“Kita telah sampai” ucap si butir kilau, merenggutku dari pusat pusaran angan. Sesosok jangkung berdiri di samping dengan tebar senyum setengah khas miliknya. Senyum yang terkesan amat patah buah hantaman dunia.
“Bay!”
Aku terguguk di dekap hangatnya. Dadaku gemuruh penuh festival rindu
“Jangan pergi, Bay…”
“Aku memang tak pernah beranjak kemana-mana, Ra.”
“Jangan pernah lagi ada perpisahan untukku, Bay…”
Bay memetik ujung daguku, mengusap kristal cair yang menggelayuti pipiku dengan punggung jemarinya.
“Aslinya perpisahan tak pernah ada, Ra. Semuanya tak lebih sekedar serangkai tunggu, yang menyelusup di antara jarak dan waktu, memberi kita perjumpaan sesekali di kini serta nanti…”

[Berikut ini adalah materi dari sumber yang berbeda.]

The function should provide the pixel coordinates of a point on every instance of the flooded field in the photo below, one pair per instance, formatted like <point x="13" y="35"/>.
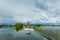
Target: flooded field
<point x="11" y="34"/>
<point x="51" y="32"/>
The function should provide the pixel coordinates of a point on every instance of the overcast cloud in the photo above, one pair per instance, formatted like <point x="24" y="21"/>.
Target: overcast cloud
<point x="35" y="11"/>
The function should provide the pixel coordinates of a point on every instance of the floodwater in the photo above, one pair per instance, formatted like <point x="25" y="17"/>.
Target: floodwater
<point x="11" y="34"/>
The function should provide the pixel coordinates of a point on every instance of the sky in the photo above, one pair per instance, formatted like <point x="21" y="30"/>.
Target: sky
<point x="34" y="11"/>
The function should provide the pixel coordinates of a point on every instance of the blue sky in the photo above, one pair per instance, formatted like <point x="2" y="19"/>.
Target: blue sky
<point x="35" y="11"/>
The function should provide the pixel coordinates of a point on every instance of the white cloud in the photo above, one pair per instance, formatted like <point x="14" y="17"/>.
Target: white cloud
<point x="30" y="10"/>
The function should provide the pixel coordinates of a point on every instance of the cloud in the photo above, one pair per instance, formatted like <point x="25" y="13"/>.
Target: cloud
<point x="35" y="11"/>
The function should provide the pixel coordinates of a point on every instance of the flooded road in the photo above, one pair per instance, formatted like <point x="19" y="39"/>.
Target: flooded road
<point x="7" y="34"/>
<point x="32" y="36"/>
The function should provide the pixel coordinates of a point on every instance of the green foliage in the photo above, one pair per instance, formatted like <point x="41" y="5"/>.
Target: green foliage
<point x="18" y="26"/>
<point x="38" y="25"/>
<point x="28" y="23"/>
<point x="1" y="25"/>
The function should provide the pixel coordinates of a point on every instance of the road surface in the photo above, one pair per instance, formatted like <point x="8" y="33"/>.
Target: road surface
<point x="33" y="36"/>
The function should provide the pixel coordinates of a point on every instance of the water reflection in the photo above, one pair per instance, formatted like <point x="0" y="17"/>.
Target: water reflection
<point x="11" y="34"/>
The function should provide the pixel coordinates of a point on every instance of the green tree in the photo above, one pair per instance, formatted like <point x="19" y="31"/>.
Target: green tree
<point x="18" y="26"/>
<point x="28" y="24"/>
<point x="1" y="25"/>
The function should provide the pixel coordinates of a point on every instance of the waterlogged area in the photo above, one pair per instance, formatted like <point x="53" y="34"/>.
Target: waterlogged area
<point x="11" y="34"/>
<point x="51" y="32"/>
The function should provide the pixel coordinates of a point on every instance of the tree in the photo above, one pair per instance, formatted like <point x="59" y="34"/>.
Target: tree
<point x="1" y="25"/>
<point x="18" y="26"/>
<point x="28" y="24"/>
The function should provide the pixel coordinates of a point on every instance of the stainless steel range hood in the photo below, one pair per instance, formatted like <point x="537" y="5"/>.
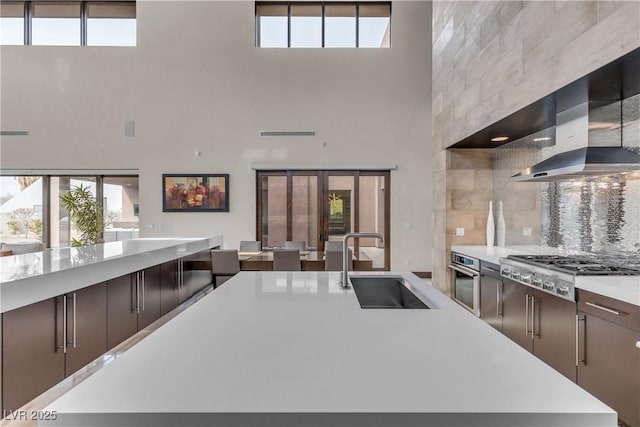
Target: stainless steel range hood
<point x="589" y="138"/>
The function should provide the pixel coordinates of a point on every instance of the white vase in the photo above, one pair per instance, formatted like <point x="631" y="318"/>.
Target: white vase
<point x="491" y="228"/>
<point x="501" y="229"/>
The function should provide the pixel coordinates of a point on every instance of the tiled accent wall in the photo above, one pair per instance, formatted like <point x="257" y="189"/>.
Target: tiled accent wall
<point x="491" y="58"/>
<point x="599" y="216"/>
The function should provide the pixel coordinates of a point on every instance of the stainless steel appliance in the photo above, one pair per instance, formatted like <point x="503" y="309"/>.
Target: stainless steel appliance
<point x="556" y="274"/>
<point x="466" y="281"/>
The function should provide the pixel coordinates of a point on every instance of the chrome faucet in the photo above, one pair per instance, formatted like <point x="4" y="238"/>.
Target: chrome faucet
<point x="344" y="275"/>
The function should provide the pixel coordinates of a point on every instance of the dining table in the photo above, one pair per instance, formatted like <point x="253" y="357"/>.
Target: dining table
<point x="263" y="261"/>
<point x="310" y="261"/>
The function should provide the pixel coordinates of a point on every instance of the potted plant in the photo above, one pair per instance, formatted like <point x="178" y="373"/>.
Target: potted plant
<point x="86" y="215"/>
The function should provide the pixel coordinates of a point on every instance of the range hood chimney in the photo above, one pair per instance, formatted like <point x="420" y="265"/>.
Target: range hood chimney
<point x="589" y="141"/>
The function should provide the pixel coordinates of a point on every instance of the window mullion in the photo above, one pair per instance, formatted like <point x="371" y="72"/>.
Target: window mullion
<point x="28" y="13"/>
<point x="357" y="24"/>
<point x="322" y="18"/>
<point x="83" y="23"/>
<point x="288" y="24"/>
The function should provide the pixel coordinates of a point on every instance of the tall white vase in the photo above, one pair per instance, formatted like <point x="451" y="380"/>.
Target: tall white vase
<point x="501" y="228"/>
<point x="491" y="228"/>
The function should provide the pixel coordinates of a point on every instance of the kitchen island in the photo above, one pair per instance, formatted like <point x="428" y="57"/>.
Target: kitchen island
<point x="295" y="349"/>
<point x="65" y="307"/>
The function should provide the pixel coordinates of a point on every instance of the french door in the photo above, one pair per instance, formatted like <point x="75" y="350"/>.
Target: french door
<point x="319" y="206"/>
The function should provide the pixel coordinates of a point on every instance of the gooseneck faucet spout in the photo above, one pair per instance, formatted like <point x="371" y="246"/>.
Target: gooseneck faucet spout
<point x="344" y="276"/>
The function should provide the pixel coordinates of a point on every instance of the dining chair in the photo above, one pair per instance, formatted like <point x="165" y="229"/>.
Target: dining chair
<point x="333" y="245"/>
<point x="250" y="246"/>
<point x="295" y="245"/>
<point x="224" y="265"/>
<point x="333" y="260"/>
<point x="286" y="260"/>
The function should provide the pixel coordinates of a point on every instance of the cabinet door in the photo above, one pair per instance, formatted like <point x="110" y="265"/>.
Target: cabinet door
<point x="516" y="318"/>
<point x="150" y="296"/>
<point x="610" y="367"/>
<point x="169" y="292"/>
<point x="122" y="318"/>
<point x="32" y="353"/>
<point x="491" y="301"/>
<point x="554" y="330"/>
<point x="86" y="326"/>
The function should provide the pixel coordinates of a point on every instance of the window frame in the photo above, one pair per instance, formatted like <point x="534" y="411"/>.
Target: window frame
<point x="84" y="16"/>
<point x="288" y="4"/>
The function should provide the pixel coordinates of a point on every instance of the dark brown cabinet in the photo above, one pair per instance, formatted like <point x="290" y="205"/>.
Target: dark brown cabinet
<point x="543" y="324"/>
<point x="609" y="353"/>
<point x="491" y="294"/>
<point x="32" y="351"/>
<point x="169" y="286"/>
<point x="515" y="320"/>
<point x="87" y="326"/>
<point x="44" y="342"/>
<point x="133" y="303"/>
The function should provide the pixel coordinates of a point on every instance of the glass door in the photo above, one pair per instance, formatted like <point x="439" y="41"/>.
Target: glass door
<point x="320" y="206"/>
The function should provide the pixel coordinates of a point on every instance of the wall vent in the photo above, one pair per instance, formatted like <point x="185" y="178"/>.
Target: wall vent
<point x="14" y="133"/>
<point x="287" y="133"/>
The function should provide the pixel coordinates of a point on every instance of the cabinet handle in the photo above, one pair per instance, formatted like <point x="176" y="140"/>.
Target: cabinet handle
<point x="583" y="360"/>
<point x="64" y="324"/>
<point x="602" y="307"/>
<point x="526" y="316"/>
<point x="74" y="320"/>
<point x="533" y="318"/>
<point x="60" y="300"/>
<point x="138" y="292"/>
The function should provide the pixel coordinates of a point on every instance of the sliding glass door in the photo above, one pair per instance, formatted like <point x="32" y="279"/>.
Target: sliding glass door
<point x="320" y="206"/>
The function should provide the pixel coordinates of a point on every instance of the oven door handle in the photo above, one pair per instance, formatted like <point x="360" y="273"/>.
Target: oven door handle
<point x="464" y="270"/>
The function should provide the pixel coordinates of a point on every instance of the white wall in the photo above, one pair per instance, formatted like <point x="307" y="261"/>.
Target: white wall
<point x="195" y="81"/>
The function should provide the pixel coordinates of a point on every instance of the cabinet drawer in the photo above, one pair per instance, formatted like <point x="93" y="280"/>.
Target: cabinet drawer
<point x="490" y="269"/>
<point x="618" y="312"/>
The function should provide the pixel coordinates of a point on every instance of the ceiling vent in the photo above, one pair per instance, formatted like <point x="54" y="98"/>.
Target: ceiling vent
<point x="287" y="133"/>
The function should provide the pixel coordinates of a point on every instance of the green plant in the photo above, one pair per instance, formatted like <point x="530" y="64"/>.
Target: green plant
<point x="25" y="217"/>
<point x="14" y="226"/>
<point x="86" y="215"/>
<point x="36" y="226"/>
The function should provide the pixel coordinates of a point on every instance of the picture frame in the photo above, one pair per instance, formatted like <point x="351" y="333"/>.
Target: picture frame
<point x="195" y="192"/>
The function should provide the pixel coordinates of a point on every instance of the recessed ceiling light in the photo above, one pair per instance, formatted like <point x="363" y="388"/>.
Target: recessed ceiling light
<point x="499" y="138"/>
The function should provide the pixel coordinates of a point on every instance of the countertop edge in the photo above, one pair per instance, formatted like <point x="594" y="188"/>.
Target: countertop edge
<point x="49" y="285"/>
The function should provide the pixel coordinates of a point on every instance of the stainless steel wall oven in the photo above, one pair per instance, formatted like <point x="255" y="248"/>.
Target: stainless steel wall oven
<point x="466" y="281"/>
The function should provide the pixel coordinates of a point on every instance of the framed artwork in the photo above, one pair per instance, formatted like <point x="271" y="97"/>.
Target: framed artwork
<point x="195" y="192"/>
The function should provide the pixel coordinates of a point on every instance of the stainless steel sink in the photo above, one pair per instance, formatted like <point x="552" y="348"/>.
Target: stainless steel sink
<point x="384" y="292"/>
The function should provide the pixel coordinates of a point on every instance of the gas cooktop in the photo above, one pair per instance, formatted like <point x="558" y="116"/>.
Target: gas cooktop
<point x="557" y="274"/>
<point x="584" y="265"/>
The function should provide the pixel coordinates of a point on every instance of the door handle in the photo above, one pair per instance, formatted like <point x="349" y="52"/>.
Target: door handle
<point x="526" y="316"/>
<point x="64" y="324"/>
<point x="138" y="292"/>
<point x="533" y="318"/>
<point x="584" y="340"/>
<point x="142" y="276"/>
<point x="74" y="320"/>
<point x="603" y="308"/>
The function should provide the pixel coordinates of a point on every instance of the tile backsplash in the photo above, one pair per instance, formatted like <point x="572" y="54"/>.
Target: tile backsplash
<point x="599" y="216"/>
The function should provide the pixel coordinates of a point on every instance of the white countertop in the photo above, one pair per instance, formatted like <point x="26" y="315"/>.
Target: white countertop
<point x="33" y="277"/>
<point x="288" y="346"/>
<point x="622" y="288"/>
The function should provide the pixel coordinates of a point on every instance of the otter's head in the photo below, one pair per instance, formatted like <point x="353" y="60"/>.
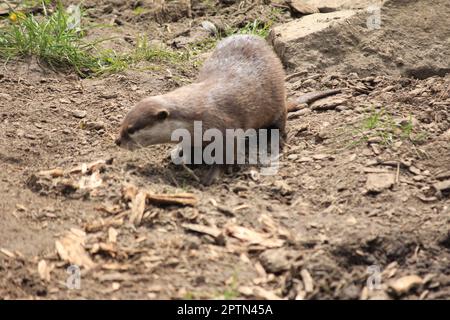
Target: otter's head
<point x="148" y="123"/>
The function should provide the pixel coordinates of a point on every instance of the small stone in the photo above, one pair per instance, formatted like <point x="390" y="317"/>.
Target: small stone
<point x="5" y="96"/>
<point x="276" y="260"/>
<point x="442" y="186"/>
<point x="307" y="281"/>
<point x="80" y="114"/>
<point x="377" y="182"/>
<point x="95" y="125"/>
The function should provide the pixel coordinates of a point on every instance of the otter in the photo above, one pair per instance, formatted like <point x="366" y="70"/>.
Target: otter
<point x="240" y="86"/>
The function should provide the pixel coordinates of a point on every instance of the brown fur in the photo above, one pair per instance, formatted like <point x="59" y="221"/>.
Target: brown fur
<point x="240" y="86"/>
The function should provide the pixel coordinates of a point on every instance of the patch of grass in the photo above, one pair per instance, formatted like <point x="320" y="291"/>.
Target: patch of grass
<point x="256" y="27"/>
<point x="140" y="10"/>
<point x="382" y="127"/>
<point x="50" y="38"/>
<point x="231" y="292"/>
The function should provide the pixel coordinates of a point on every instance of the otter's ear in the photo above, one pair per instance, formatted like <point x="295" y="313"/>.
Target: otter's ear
<point x="163" y="114"/>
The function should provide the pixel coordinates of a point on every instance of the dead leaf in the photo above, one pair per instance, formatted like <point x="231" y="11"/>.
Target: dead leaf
<point x="253" y="237"/>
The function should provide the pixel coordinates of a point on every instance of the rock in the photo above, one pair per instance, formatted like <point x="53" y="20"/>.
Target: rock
<point x="80" y="114"/>
<point x="282" y="187"/>
<point x="442" y="185"/>
<point x="210" y="27"/>
<point x="404" y="285"/>
<point x="328" y="103"/>
<point x="276" y="260"/>
<point x="335" y="5"/>
<point x="377" y="182"/>
<point x="95" y="125"/>
<point x="302" y="6"/>
<point x="5" y="96"/>
<point x="286" y="38"/>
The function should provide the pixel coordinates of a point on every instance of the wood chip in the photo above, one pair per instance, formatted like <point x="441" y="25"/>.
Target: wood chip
<point x="112" y="235"/>
<point x="53" y="173"/>
<point x="71" y="249"/>
<point x="405" y="284"/>
<point x="102" y="224"/>
<point x="44" y="270"/>
<point x="184" y="199"/>
<point x="253" y="237"/>
<point x="265" y="294"/>
<point x="214" y="232"/>
<point x="442" y="185"/>
<point x="308" y="282"/>
<point x="129" y="192"/>
<point x="7" y="253"/>
<point x="138" y="208"/>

Belum lagi aku berhasil mencerna untai kata yang disusupkan Bay ke telingaku dengan amat dekat, ketika sebuah gapura tertangkap sudut mataku.
Tangisku pecah. Aku benar-benar butuh sesuatu, yang mampu untuk menuntunku mengurai setiap helai rindu, dan menjadikanku terjebak selamanya di sini.